A political action committee (PAC) may also be created by corporations and unions “for express advocacy or electioneering communications purposes” (2 U. S. C. §441b(b)(2)). Relevant Facts “In January 2008, appellant Citizens United, a nonprofit corporation, released a documentary” called ‘Hillary’ which was critical of then-Senator Hillary Clinton, a candidate for Presidential nomination (558 U.S. 310 (2010)). Because it expected that such documentary would be “available on cable television through video-on-demand within 30 days of primary elections,” the Citizens United created “television ads to run on broadcast and cable television” (558 U.S. 310 (2010)).

Apprehensive about the “possible civil and criminal penalties for violating §441b,” it filed a “declaratory and injunctive relief,” claiming that §441b is unconstitutional when applied to the said documentary and that the disclaimer, disclosure, and reporting requirements under BCRA, BCRA §§201 and 311, were unconstitutional when “applied to Hillary and the ads” (558 U.S. 310 (2010)). With this, “the District Court denied Citizens United a preliminary injunction and granted appellee Federal Election Commission (FEC) summary judgment” (558 U.S. 310 (2010)).

Decision The Court reversed in part, affirmed in part, and remanded (558 U.S. 310 (2010)). They considered the “continuing effect of the speech suppression” in the Austin case since the issue involves the application of §441b to the Hillary (558 U.S. 310 (2010)). The Court overruled the Austin case stating that there is “no basis for allowing the Government to limit corporate independent expenditures” (558 U.S. 310 (2010)). It ruled that such restrictions on expenditures under §441b “are invalid and cannot be applied to Hillary” (558 U.S. 310 (2010)).

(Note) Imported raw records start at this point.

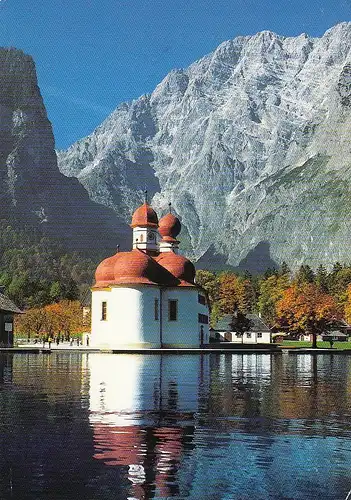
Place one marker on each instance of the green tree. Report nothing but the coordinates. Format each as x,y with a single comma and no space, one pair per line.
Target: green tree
55,291
304,275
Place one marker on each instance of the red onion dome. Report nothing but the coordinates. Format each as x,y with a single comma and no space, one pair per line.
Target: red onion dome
144,216
104,274
138,267
179,266
169,226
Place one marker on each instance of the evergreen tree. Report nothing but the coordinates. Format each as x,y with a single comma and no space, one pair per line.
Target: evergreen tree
304,275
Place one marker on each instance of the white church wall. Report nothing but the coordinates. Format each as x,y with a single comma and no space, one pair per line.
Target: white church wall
185,331
130,319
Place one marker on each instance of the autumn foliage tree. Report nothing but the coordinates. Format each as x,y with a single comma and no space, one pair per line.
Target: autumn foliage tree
306,309
62,319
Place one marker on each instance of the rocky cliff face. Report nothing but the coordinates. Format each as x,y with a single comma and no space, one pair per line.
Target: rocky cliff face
32,189
251,144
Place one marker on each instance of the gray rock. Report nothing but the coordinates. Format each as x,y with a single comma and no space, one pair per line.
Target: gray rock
33,191
251,144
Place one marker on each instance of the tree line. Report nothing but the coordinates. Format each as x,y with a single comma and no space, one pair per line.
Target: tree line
36,271
306,301
63,319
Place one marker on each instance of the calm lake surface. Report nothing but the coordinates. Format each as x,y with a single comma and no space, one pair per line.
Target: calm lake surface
217,426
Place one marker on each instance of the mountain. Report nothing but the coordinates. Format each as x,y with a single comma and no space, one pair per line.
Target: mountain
251,144
33,192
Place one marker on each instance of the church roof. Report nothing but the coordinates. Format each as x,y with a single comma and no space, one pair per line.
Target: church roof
138,267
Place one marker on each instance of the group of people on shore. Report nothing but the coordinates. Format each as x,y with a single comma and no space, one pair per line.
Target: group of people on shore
48,341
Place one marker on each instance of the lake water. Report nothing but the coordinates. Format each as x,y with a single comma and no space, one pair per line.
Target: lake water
217,426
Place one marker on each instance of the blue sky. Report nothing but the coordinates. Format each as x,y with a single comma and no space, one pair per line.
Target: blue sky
93,54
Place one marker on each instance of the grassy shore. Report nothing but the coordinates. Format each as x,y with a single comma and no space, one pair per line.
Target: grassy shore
336,345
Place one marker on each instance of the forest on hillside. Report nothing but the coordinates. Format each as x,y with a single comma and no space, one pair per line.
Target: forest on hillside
36,271
303,301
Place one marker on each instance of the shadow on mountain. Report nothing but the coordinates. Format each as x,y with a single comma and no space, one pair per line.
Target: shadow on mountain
257,261
214,261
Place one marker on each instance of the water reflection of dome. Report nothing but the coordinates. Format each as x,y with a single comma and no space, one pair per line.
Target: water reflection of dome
142,414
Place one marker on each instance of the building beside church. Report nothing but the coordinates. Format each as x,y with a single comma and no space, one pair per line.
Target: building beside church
7,311
147,297
257,332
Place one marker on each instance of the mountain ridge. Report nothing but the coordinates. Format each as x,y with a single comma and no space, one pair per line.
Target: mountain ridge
33,191
249,143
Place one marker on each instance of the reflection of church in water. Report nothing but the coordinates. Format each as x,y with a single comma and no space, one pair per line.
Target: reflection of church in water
143,416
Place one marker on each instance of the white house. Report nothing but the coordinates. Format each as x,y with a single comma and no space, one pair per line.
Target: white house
257,333
147,298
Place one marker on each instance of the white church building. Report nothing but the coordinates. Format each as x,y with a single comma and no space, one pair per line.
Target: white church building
147,298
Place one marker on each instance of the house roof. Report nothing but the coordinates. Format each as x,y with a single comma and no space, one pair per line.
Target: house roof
334,333
7,305
257,325
86,298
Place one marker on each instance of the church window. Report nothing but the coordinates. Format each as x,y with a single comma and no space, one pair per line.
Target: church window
103,311
201,299
172,310
156,313
203,318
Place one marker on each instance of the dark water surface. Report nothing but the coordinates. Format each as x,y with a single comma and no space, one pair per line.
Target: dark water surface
218,426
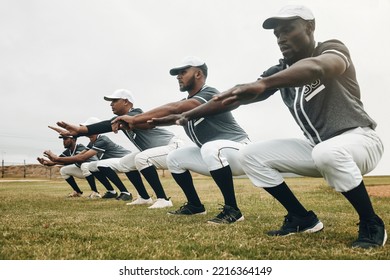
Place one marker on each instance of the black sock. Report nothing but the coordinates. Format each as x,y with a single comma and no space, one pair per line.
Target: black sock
72,182
284,195
113,177
151,175
91,181
184,180
103,179
136,180
224,179
360,200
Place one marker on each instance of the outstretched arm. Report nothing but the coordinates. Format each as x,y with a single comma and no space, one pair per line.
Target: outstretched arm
81,157
303,72
45,161
81,130
299,74
141,121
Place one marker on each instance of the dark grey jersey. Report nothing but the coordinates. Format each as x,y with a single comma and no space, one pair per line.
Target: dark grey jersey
106,148
215,127
147,138
327,107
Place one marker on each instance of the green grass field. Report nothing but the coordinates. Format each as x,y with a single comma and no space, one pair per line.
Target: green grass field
38,222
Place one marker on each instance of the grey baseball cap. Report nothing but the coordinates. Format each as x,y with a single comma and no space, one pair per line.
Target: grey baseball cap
287,13
189,61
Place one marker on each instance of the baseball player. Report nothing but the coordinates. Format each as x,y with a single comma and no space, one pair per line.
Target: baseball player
153,147
73,168
317,82
217,138
105,150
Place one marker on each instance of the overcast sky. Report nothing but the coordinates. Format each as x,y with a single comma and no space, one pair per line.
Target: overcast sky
59,58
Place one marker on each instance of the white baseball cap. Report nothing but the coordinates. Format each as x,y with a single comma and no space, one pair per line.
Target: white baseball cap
91,120
120,94
189,61
286,13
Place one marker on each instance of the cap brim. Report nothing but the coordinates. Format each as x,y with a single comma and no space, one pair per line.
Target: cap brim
177,70
109,98
272,22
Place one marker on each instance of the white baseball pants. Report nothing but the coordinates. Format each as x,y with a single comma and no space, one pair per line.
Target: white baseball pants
341,160
75,171
211,156
140,160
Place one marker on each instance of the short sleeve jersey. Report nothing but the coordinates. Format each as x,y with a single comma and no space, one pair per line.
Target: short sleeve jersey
215,127
147,138
78,149
106,148
326,107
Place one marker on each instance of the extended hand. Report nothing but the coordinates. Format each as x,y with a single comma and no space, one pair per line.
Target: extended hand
122,122
50,155
164,121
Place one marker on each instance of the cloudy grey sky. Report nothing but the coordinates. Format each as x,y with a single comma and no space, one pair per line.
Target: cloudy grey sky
59,58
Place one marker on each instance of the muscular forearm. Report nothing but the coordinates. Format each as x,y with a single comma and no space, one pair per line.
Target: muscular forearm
210,108
140,121
97,128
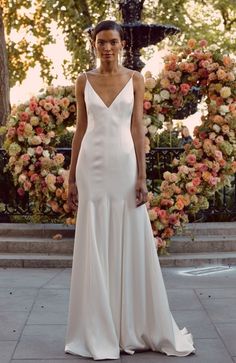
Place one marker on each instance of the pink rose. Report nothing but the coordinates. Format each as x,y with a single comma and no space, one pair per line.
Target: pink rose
218,155
39,150
191,159
24,116
21,192
203,43
184,88
172,88
196,181
147,105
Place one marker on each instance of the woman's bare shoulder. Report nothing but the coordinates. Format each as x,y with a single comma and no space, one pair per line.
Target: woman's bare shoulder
80,82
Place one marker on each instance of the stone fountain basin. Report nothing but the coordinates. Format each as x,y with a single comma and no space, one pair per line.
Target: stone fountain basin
142,35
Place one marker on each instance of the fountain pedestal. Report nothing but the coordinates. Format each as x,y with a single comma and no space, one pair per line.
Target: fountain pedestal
139,35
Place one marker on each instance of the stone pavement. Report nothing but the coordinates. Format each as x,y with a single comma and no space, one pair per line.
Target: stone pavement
33,314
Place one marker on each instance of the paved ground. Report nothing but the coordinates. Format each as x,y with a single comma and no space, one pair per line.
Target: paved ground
33,313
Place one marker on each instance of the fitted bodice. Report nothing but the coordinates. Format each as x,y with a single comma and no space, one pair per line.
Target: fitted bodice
116,116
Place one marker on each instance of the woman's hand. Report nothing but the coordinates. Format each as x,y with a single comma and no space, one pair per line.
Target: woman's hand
72,198
141,192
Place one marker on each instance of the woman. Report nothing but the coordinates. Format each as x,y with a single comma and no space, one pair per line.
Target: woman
118,300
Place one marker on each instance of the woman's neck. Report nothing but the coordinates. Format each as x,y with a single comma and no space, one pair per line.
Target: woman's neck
108,68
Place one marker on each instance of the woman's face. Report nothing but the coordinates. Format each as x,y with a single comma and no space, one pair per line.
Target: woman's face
108,45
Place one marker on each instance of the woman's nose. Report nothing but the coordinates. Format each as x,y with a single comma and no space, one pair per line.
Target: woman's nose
107,46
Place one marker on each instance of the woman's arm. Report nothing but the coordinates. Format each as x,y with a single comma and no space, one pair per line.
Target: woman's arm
81,126
137,131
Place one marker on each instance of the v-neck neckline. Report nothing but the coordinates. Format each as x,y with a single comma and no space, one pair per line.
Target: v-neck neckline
121,90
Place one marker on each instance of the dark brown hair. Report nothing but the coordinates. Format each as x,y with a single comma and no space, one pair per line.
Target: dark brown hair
107,25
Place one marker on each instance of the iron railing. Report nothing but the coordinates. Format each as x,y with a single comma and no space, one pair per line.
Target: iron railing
223,203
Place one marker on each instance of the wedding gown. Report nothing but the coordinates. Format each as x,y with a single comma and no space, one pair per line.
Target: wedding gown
118,301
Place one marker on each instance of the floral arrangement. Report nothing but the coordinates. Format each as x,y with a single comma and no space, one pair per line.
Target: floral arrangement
190,72
209,161
32,131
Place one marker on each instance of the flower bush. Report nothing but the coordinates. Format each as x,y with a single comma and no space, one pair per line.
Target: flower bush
209,161
33,130
190,72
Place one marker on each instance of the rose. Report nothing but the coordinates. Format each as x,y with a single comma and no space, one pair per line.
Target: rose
152,214
184,88
150,83
225,92
147,105
191,159
35,140
216,128
165,95
191,189
152,129
191,43
148,96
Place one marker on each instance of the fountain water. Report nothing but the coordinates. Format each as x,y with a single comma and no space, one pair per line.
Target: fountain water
139,35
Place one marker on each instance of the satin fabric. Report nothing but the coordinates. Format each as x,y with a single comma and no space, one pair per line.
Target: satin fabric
118,301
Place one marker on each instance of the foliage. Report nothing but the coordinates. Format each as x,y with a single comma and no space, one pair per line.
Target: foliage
33,130
206,165
209,161
33,23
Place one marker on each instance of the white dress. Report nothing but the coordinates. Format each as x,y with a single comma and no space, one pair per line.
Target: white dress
118,300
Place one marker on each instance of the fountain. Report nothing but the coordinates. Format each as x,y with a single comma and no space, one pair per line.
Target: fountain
139,35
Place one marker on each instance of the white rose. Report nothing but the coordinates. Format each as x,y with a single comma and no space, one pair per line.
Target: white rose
165,95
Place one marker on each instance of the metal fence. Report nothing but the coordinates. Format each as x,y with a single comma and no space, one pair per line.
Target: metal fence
221,206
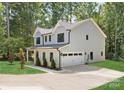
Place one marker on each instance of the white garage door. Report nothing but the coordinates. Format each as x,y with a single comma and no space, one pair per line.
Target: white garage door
70,59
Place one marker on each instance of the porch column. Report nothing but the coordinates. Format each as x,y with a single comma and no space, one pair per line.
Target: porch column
27,56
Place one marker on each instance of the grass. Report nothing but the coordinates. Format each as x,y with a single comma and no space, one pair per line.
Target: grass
6,68
117,84
115,65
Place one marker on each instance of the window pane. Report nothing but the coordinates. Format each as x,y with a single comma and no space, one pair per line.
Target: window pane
60,37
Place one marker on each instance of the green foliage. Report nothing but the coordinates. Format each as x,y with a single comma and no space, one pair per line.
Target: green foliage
110,64
5,68
53,64
44,62
25,17
37,60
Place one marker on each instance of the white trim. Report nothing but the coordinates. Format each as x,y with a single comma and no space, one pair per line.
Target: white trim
93,23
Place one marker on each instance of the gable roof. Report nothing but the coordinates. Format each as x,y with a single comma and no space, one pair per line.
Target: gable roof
67,25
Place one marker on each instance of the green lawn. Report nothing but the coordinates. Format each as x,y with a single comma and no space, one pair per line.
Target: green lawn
115,65
6,68
117,84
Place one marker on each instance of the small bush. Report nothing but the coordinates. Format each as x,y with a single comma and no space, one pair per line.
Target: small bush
44,62
37,60
53,64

Given this, the Court also overruled the part which “upheld BCRA §203’s extension of §441b’s restrictions on independent corporate expenditures” (558 U.S. 310 (2010)). However, “BCRA §§201 and 311 are valid insofar as applied to the ads for Hillary and to the movie itself” (558 U.S. 310 (2010)). Reasoning The Court considered §441b’s facial validity claiming that “any other course would prolong the substantial, nationwide chilling effect caused by §441b’s corporate expenditure ban” (558 U.S. 310 (2010)).

It explained that although what the First Amendment states is that “Congress shall make no law … abridging the freedom of speech,” the prohibition under §441b “on corporate independent expenditures is an outright ban on speech, backed by criminal sanctions” (558 U.S. 310 (2010)). The Court has also acknowledged the application of the First Amendment to corporations (First Nat. Bank of Boston v. Bellotti, 435 U. S. 765, and NAACP v. Button, 371 U. S. 415). Austin’s anti-distortion rationale, purposely to preclude corporations from gaining “an unfair advantage in the political marketplace” through “resources amassed in the economic marketplace” 494 U. S., at 659, would allow the banning of political speech by the Government “ because the speaker is an association with a corporate form” (558 U.S. 310 (2010)).

Thus, the Court restored the principle in Buckley and Bellotti preventing the Government to “suppress political speech based on the speaker’s corporate identity” (558 U.S. 310 (2010)). The disclaimer and disclosure requirements under BCRA §§201 and 311, are valid as applied to Citizens United’s ads as “they impose no ceiling on campaign-related activities,” Buckley v. Valeo, 424 U.S., at 64, or “prevent anyone from speaking,” (McConnell v. Federal Election Comm’n , 540 U.S. 93).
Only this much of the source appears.